Rick Shaw edited comment on CASSANDRA-4495 at 6/5/13 9:38 PM:
--------------------------------------------------------------

Could this solution be enhanced to address the collection types? (List, Set, and Map). This is really awkward to do on the client side. 

{{getType()}} in each class would also be handy when you are passed the AbstractType.

Is there a reason you did not remove the {{o.a.c.cql.jdbc}} package from the build?

Great job BTW...
                
      was (Author: ardot):
    Could this solution be enhanced to address the collection types? (List, Set, and Map). This is really awkward to do on the client side. 

{{getType()}} in each class would also be handy when you are passed the AbstractType.

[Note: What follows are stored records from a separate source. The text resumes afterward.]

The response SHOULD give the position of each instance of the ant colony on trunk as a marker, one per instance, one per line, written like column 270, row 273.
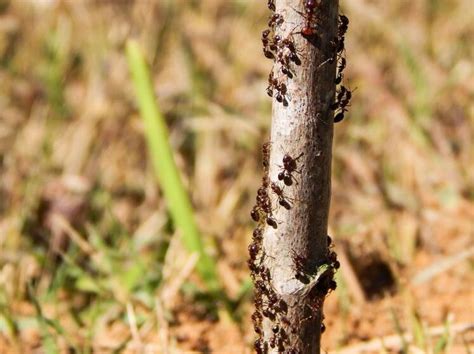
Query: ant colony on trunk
column 274, row 195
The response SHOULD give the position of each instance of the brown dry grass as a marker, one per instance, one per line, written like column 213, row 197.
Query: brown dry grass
column 74, row 172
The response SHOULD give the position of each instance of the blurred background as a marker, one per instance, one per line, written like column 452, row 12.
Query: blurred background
column 90, row 260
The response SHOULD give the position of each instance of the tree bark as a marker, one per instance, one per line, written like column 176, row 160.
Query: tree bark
column 296, row 252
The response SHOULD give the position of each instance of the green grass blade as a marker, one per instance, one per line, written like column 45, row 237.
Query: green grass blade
column 165, row 168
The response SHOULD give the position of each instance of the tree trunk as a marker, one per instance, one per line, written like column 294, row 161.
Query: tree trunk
column 294, row 267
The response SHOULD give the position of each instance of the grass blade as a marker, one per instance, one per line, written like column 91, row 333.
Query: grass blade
column 165, row 168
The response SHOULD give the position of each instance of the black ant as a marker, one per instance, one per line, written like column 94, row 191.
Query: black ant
column 272, row 222
column 266, row 48
column 343, row 26
column 266, row 158
column 343, row 102
column 260, row 346
column 289, row 166
column 340, row 69
column 323, row 327
column 254, row 249
column 271, row 5
column 257, row 234
column 282, row 200
column 255, row 213
column 275, row 19
column 309, row 30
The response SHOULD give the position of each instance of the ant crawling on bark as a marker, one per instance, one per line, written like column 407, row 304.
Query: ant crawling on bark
column 343, row 99
column 275, row 20
column 272, row 222
column 271, row 5
column 309, row 29
column 266, row 160
column 289, row 166
column 283, row 200
column 266, row 45
column 340, row 69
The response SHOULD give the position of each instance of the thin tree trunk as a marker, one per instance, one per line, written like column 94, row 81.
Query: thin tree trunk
column 294, row 269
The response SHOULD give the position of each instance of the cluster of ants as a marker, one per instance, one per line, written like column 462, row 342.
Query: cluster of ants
column 267, row 302
column 281, row 51
column 284, row 52
column 343, row 95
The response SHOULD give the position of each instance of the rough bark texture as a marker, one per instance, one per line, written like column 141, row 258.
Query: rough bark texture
column 302, row 127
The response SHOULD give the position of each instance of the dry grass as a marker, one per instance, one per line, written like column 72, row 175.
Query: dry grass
column 84, row 232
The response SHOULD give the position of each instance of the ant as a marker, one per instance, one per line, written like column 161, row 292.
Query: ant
column 257, row 234
column 255, row 213
column 254, row 249
column 309, row 30
column 266, row 48
column 275, row 19
column 323, row 327
column 289, row 166
column 329, row 241
column 272, row 84
column 343, row 26
column 282, row 200
column 271, row 5
column 343, row 103
column 340, row 69
column 272, row 222
column 265, row 160
column 260, row 346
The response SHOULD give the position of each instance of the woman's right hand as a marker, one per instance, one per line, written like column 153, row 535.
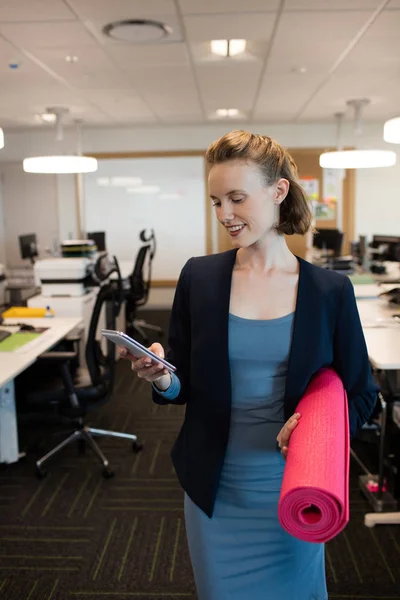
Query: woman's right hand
column 148, row 369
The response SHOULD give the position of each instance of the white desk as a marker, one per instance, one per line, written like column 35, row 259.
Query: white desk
column 13, row 363
column 382, row 336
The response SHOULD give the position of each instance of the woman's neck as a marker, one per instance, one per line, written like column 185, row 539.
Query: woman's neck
column 271, row 254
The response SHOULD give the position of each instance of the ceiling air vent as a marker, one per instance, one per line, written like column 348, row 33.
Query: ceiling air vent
column 137, row 31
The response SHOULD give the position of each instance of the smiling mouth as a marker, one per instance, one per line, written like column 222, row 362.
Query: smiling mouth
column 235, row 230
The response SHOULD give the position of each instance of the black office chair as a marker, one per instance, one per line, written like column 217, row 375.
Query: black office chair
column 137, row 293
column 90, row 388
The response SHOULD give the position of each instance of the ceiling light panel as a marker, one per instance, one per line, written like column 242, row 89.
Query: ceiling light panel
column 235, row 26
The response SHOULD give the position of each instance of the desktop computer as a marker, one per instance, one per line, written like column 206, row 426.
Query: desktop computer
column 329, row 239
column 28, row 246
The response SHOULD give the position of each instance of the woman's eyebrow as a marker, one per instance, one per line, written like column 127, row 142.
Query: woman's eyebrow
column 227, row 194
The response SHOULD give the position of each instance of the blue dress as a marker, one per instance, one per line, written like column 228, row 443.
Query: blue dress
column 242, row 552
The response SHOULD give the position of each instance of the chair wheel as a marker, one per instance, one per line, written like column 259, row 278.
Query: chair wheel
column 136, row 447
column 107, row 473
column 41, row 473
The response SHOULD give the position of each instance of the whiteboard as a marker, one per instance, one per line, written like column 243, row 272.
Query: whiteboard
column 167, row 194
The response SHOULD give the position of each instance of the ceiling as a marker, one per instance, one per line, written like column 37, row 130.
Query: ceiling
column 349, row 49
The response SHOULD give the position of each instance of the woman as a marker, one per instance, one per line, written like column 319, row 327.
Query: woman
column 249, row 328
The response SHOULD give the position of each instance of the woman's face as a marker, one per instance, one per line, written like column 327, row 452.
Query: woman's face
column 244, row 204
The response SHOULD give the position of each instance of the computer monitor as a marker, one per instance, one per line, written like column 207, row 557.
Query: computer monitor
column 389, row 246
column 99, row 238
column 329, row 239
column 28, row 246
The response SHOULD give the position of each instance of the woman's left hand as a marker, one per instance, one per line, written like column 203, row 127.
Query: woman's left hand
column 283, row 436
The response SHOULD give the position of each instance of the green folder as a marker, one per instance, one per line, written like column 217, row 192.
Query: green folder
column 17, row 340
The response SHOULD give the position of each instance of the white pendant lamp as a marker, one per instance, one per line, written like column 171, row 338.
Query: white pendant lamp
column 357, row 159
column 63, row 163
column 391, row 131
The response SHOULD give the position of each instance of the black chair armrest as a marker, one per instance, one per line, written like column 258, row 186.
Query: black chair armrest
column 57, row 356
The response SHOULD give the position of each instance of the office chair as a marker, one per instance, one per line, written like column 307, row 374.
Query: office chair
column 91, row 387
column 138, row 291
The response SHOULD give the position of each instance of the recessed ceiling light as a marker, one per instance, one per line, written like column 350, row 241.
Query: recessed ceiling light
column 227, row 112
column 46, row 117
column 103, row 181
column 300, row 70
column 228, row 47
column 137, row 30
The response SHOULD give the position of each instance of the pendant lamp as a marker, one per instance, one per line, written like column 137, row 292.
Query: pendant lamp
column 60, row 163
column 357, row 159
column 391, row 131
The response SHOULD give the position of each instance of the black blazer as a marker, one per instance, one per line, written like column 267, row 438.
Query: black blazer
column 326, row 332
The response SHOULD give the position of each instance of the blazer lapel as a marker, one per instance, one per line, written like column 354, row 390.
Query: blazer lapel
column 303, row 337
column 219, row 317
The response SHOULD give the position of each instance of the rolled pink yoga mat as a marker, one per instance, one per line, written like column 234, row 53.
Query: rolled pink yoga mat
column 314, row 499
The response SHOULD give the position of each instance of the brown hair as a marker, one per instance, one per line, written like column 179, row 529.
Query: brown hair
column 274, row 162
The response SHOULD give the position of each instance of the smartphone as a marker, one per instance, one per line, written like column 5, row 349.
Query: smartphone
column 135, row 348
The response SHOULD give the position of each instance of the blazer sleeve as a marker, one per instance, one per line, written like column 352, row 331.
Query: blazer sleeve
column 351, row 360
column 179, row 339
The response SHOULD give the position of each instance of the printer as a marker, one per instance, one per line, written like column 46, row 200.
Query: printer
column 64, row 276
column 70, row 274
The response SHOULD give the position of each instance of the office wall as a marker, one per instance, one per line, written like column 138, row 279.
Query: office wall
column 29, row 206
column 377, row 191
column 2, row 237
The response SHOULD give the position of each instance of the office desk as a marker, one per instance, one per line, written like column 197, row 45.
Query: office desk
column 382, row 336
column 12, row 364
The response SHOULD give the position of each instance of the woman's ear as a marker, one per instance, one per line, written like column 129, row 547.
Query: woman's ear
column 281, row 190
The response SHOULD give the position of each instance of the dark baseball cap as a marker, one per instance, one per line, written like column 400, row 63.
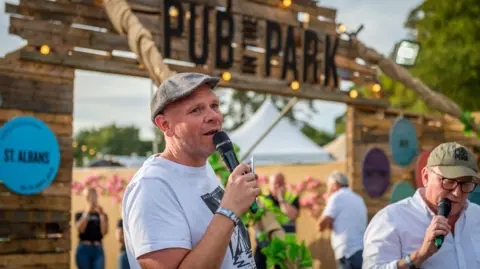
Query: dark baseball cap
column 453, row 160
column 176, row 87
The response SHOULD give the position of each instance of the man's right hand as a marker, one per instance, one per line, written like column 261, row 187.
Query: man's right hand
column 438, row 226
column 241, row 190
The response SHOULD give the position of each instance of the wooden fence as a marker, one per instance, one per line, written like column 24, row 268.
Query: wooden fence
column 34, row 229
column 370, row 127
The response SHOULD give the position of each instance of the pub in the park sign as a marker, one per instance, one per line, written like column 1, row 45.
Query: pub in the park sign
column 276, row 42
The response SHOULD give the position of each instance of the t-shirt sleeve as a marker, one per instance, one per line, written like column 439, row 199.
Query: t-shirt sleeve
column 155, row 218
column 331, row 208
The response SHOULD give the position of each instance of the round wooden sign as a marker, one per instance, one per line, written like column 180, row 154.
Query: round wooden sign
column 474, row 197
column 403, row 141
column 400, row 191
column 375, row 172
column 421, row 163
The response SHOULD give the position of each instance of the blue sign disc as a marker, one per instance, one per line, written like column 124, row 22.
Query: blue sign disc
column 29, row 155
column 400, row 191
column 403, row 141
column 375, row 172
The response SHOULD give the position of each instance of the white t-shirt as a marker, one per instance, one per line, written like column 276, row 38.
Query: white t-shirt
column 169, row 205
column 350, row 219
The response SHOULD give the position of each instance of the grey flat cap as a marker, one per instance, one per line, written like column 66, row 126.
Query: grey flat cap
column 176, row 87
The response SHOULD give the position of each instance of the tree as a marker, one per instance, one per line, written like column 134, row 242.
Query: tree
column 110, row 140
column 449, row 59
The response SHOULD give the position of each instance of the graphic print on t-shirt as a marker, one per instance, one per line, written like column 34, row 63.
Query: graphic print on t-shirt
column 239, row 245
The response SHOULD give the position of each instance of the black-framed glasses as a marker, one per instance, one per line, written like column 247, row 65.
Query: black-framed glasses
column 450, row 184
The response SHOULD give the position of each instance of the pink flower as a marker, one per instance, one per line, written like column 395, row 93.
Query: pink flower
column 262, row 180
column 300, row 187
column 313, row 184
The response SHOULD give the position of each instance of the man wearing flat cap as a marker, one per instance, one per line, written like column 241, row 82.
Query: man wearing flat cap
column 175, row 212
column 402, row 235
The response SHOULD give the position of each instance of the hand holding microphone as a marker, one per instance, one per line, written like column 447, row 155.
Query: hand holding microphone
column 438, row 229
column 242, row 189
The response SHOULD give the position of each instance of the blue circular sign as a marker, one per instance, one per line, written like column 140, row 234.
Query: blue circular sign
column 403, row 141
column 375, row 172
column 400, row 191
column 30, row 155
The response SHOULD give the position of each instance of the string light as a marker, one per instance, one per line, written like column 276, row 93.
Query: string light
column 295, row 85
column 226, row 76
column 44, row 49
column 376, row 87
column 353, row 93
column 173, row 12
column 286, row 3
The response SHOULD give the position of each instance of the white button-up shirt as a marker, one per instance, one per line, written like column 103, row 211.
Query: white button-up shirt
column 399, row 229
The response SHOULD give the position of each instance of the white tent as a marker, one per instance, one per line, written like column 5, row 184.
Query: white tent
column 337, row 148
column 285, row 144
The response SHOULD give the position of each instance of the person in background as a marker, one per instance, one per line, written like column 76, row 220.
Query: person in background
column 92, row 226
column 346, row 215
column 402, row 235
column 277, row 188
column 122, row 258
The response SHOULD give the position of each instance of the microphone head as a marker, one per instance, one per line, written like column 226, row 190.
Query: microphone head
column 222, row 142
column 444, row 207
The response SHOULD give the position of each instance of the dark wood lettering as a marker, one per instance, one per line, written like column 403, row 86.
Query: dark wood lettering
column 330, row 66
column 273, row 28
column 169, row 31
column 310, row 58
column 289, row 57
column 202, row 59
column 224, row 41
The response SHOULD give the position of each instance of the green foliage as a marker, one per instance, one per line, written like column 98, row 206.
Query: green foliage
column 449, row 59
column 111, row 140
column 287, row 252
column 320, row 137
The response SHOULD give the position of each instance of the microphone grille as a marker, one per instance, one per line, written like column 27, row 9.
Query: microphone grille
column 222, row 141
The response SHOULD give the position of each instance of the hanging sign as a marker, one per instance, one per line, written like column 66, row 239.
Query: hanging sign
column 375, row 172
column 30, row 155
column 421, row 163
column 403, row 141
column 400, row 191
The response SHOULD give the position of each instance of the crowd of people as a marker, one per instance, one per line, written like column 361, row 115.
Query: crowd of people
column 177, row 215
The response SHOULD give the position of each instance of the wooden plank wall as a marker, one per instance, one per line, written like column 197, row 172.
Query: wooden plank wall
column 34, row 229
column 368, row 127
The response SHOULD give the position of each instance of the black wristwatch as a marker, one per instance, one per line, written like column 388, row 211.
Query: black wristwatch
column 410, row 262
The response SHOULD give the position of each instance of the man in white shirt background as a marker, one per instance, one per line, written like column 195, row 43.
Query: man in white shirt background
column 175, row 212
column 346, row 215
column 402, row 235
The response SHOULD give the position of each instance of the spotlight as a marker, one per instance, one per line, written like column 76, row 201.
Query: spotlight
column 226, row 76
column 295, row 85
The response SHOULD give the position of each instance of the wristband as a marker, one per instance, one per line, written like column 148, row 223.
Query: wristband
column 229, row 214
column 409, row 262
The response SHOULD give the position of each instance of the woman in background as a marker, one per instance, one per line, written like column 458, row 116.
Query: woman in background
column 122, row 258
column 92, row 225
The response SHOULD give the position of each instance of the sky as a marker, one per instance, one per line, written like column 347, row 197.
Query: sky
column 102, row 99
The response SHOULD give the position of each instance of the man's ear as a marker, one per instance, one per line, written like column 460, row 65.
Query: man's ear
column 425, row 176
column 162, row 122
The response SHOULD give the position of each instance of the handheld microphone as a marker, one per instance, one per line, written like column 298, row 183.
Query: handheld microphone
column 225, row 147
column 444, row 208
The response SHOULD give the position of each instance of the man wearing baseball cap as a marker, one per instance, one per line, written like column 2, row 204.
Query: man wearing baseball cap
column 175, row 212
column 345, row 214
column 402, row 235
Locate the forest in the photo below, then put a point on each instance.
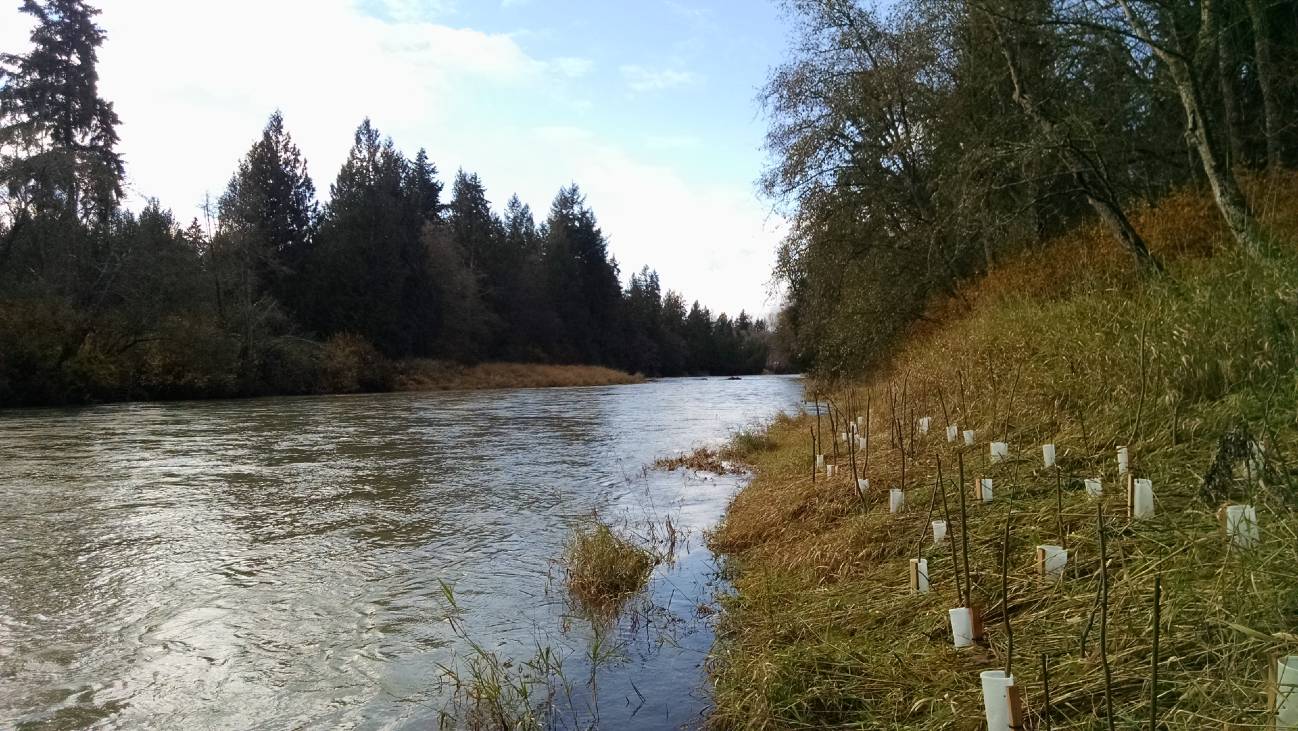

Is there a reason you did not remove the {{o.a.c.cql.jdbc}} package from the build?
                  
> Don't tie client side use of AbstractType to JDBC
> -------------------------------------------------
>
>                 Key: CASSANDRA-4495
>                 URL: https://issues.apache.org/jira/browse/CASSANDRA-4495
>             Project: Cassandra
>          Issue Type: Improvement
>            Reporter: Sylvain Lebresne
>            Assignee: Carl Yeksigian
>            Priority: Minor
>             Fix For: 2.0
>
>         Attachments: 4495.patch
>
>
> We currently expose the AbstractType to java clients that want to reuse them though the cql.jdbc.* classes. I think this shouldn't be tied to the JDBC standard. JDBC was make for SQL DB, which Cassandra is not (CQL is not SQL and will never be). Typically, there is a fair amount of the JDBC standard that cannot be implemented with C*, and there is a number of specificity of C* that are not in JDBC (typically the set and maps collections).
> So I propose to extract simple type classes with just a compose and decompose method (but without ties to jdbc, which would allow all the jdbc specific method those types have) in the purpose of exporting that in a separate jar for clients (we could put that in a org.apache.cassandra.type package for instance). We could then deprecate the jdbc classes with basically the same schedule than CQL2.
> Let me note that this is *not* saying there shouldn't be a JDBC driver for Cassandra.